Good read from the Times, though I suspect some of the reaction to it is overblown. Maybe I’m reading this through SNY-colored glasses, but I’m not entirely sure where the smoking gun is here. We knew already the Wilpons had lots of money invested with Madoff and this provides a ton of details about those investments. But if they recommended their employees also invest money with Madoff, why does that imply they were in on the scheme?

We’ve read that the Wilpons, through withdrawn interest over a long time, netted something like $40 million on an investment in the half-billion dollar range. Is that a big enough haul for billionaires (or at least people who thought at the time they were billionaires) to essentially rob their own employees? What’s the motivation there?

Seems way more likely that the Wilpons were just epically duped by Madoff. And while I’d like to think I’d be a little more skeptical of a guy claiming to return 18 percent on my giant investment, Madoff managed to steal $65 billion dollars, so he was probably a pretty convincing huckster.

Maybe it’s time to stop talking about the Johan Santana trade like it was a total steal

Look: Johan Santana is an awesome pitcher. I love watching Johan Santana pitch. I have thoroughly enjoyed all 600 innings — even the bad ones — he has thrown in a Mets uniform.

But every time someone pens a lamentation for the Omar Minaya Era, it is qualified with an aside about Minaya’s obtaining Santana for “pennies on the dollar,” or something to that effect. (Jonah Keri’s otherwise strong writeup of the Mets’ ownership situation at Fangraphs is only the most recent example.) And I can’t see how that’s really the case.

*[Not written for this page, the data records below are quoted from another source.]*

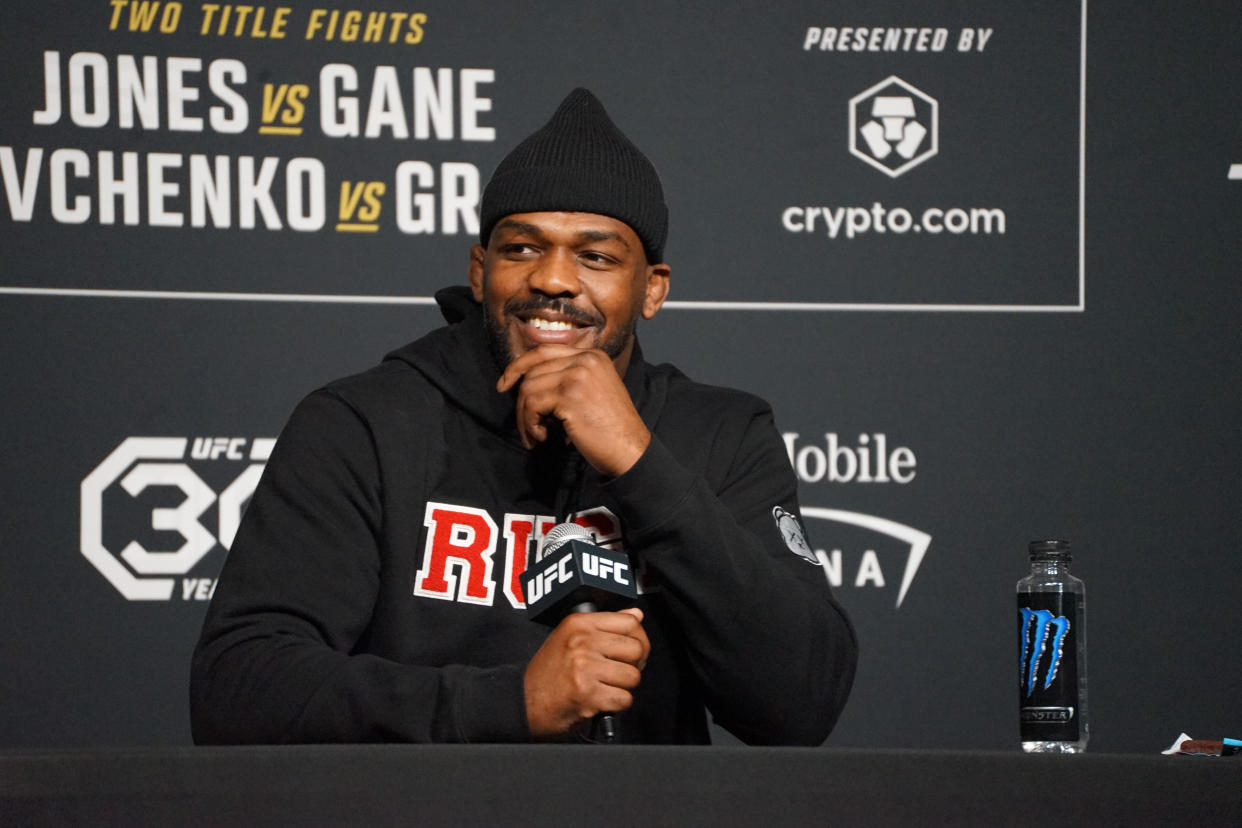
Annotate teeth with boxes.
[529,317,574,330]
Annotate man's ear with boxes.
[469,245,487,303]
[642,264,672,319]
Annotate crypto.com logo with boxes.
[850,74,940,179]
[802,506,932,610]
[81,437,276,601]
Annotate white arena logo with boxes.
[81,437,276,601]
[802,506,932,608]
[850,74,940,179]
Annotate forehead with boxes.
[492,212,642,250]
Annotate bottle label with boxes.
[1017,592,1079,742]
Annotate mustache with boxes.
[504,295,604,328]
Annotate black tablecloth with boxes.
[0,745,1242,828]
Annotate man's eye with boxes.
[579,251,614,267]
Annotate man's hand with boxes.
[524,608,651,739]
[496,344,651,477]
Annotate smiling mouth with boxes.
[527,317,579,330]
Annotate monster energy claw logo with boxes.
[1018,607,1069,695]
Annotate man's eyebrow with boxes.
[493,218,630,248]
[578,230,630,247]
[496,218,543,236]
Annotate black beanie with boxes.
[478,88,668,264]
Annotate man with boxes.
[191,89,856,744]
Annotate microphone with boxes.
[520,523,638,744]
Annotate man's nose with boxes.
[530,250,579,297]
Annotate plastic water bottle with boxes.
[1017,540,1088,754]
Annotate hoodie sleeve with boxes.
[598,396,857,745]
[190,391,529,744]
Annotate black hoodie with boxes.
[190,289,857,745]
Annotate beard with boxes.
[483,297,638,371]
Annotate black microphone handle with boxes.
[570,601,621,745]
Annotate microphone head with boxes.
[535,523,595,561]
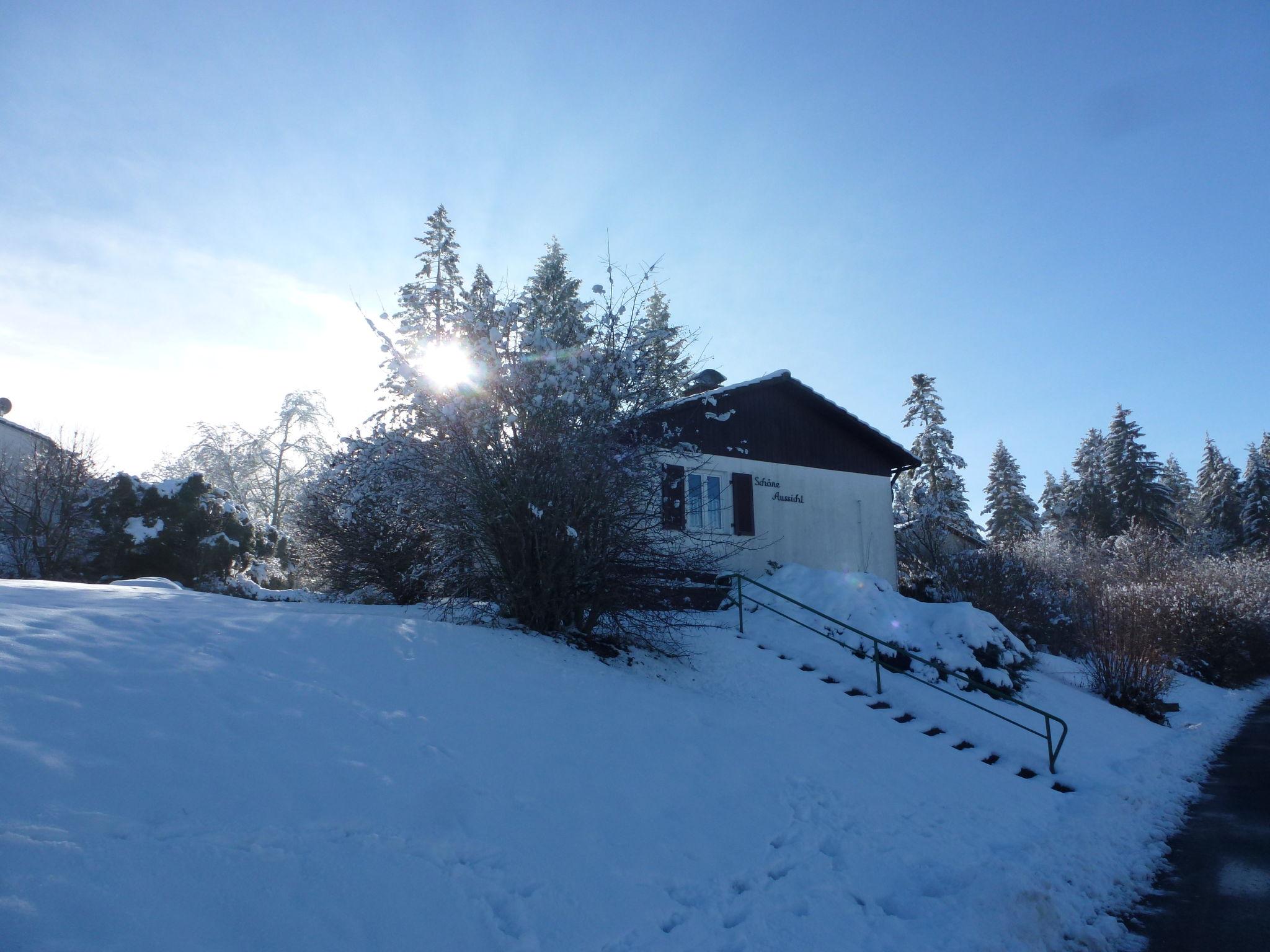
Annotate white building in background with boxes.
[654,371,920,584]
[0,397,56,459]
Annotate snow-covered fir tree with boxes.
[1104,405,1177,533]
[1160,453,1195,531]
[1040,470,1072,531]
[644,284,688,401]
[1067,428,1115,539]
[894,373,980,578]
[1195,437,1243,551]
[983,441,1054,546]
[902,373,979,538]
[358,212,719,651]
[1240,434,1270,552]
[395,205,464,353]
[521,239,594,350]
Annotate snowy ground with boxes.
[0,583,1263,952]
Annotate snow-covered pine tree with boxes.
[632,284,688,403]
[895,373,980,576]
[983,441,1041,546]
[1160,453,1195,532]
[1104,403,1177,533]
[395,205,464,353]
[521,239,593,351]
[1240,443,1270,552]
[1040,470,1072,529]
[1068,428,1115,539]
[1195,435,1243,552]
[380,232,719,651]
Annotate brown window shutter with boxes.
[732,472,755,536]
[662,466,688,529]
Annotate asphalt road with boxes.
[1135,700,1270,952]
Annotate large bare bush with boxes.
[0,433,98,579]
[1080,584,1173,721]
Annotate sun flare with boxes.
[418,340,474,389]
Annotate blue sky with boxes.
[0,2,1270,509]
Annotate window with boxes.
[687,472,722,529]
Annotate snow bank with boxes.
[110,575,185,591]
[0,583,1256,952]
[745,565,1029,688]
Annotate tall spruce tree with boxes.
[1068,428,1115,539]
[1104,403,1177,532]
[395,205,464,353]
[521,239,592,351]
[983,441,1054,546]
[1040,470,1072,532]
[1240,443,1270,552]
[1195,437,1243,551]
[1160,453,1195,531]
[902,373,979,539]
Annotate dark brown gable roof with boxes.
[651,371,920,476]
[0,418,57,447]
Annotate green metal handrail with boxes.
[729,573,1067,773]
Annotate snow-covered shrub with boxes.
[86,472,295,588]
[0,434,99,580]
[745,565,1030,692]
[1081,585,1173,722]
[944,539,1086,650]
[945,527,1270,687]
[360,208,736,654]
[295,426,434,604]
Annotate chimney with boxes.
[683,367,728,396]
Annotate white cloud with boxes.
[0,222,380,471]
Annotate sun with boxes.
[418,340,475,390]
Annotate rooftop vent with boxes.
[683,368,728,396]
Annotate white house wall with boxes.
[680,456,897,584]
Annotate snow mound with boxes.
[0,579,1258,952]
[110,575,185,591]
[745,565,1030,688]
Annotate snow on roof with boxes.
[658,369,916,469]
[0,416,55,443]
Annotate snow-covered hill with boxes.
[0,583,1253,952]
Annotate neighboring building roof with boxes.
[0,416,57,446]
[652,369,921,471]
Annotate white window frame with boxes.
[683,470,732,534]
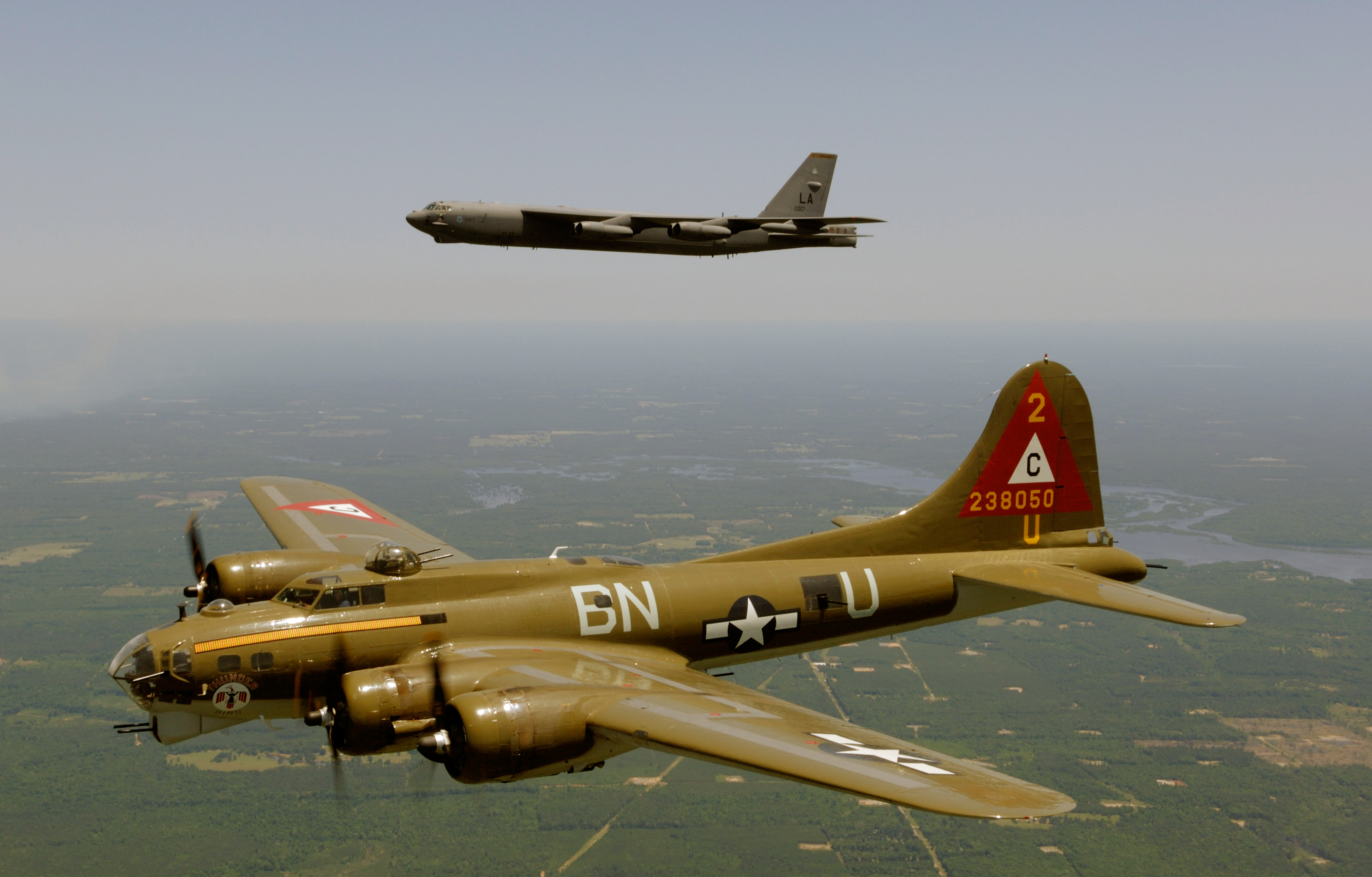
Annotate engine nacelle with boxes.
[447,686,604,782]
[667,222,734,240]
[337,659,617,784]
[572,222,634,240]
[200,549,363,606]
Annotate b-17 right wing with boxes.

The four young players the Mets traded for Johan Santana have not amounted to much, and may never.

But the Mets didn’t exactly trade four young players for Santana; the Mets traded four young players for the exclusive right to sign Santana to a market-rate contract. Santana was the best pitcher in the game when he was acquired, so that contract cost the Mets a lot of money.

To date, they’ve paid him $60 million. Fangraphs estimates he has been worth a little over $47 million in that time, but whatever. You pay a premium for top talent. Let’s say he has been worth it for these first three years.

On Opening Day of 2011, Santana will be 32 years old and on the disabled list recovering from shoulder surgery. And the Mets will owe him $77.5 million over the next three seasons. $77.5 million, with no guarantee he’ll ever be anything like the pitcher that dominated the National League in 2008. Will the exclusive right to give him that contract back in 2008 still seem so valuable by 2012? 2013?

And you can say: Oh but how could anyone have predicted an arm injury? Pretty easily, actually: He’s a pitcher. Pitchers get hurt, like, constantly. That’s why massive deals for free-agent pitchers tend to be bad ideas.

So while Santana has given the Mets more than the combined value of the four players they traded to the Twins, he is at this point unlikely to provide them anything like a full return on the resources they’ve invested in him. The deal seemed necessary at the time, with the Mets desperate for starting pitching and coming off the 2007 collapse, so this is not to say Minaya shouldn’t have executed it in the first place. But it’s probably time to stop talking about it like it was a total steal, since Santana’s contract seems likely to prove an albatross moving forward.

James Franco can teach you about James Franco

Sidd passes along the news that James Franco will be teaching a class called “Editing James Franco… with James Franco.” The idea is that students have to edit together a 30-minute documentary about James Franco using footage of James Franco provided by James Franco. But then the classes are also being taped to be used in the documentary so the final product is not just a documentary about James Franco but a documentary about James Franco teaching people to make a documentary about James Franco. Crazy meta.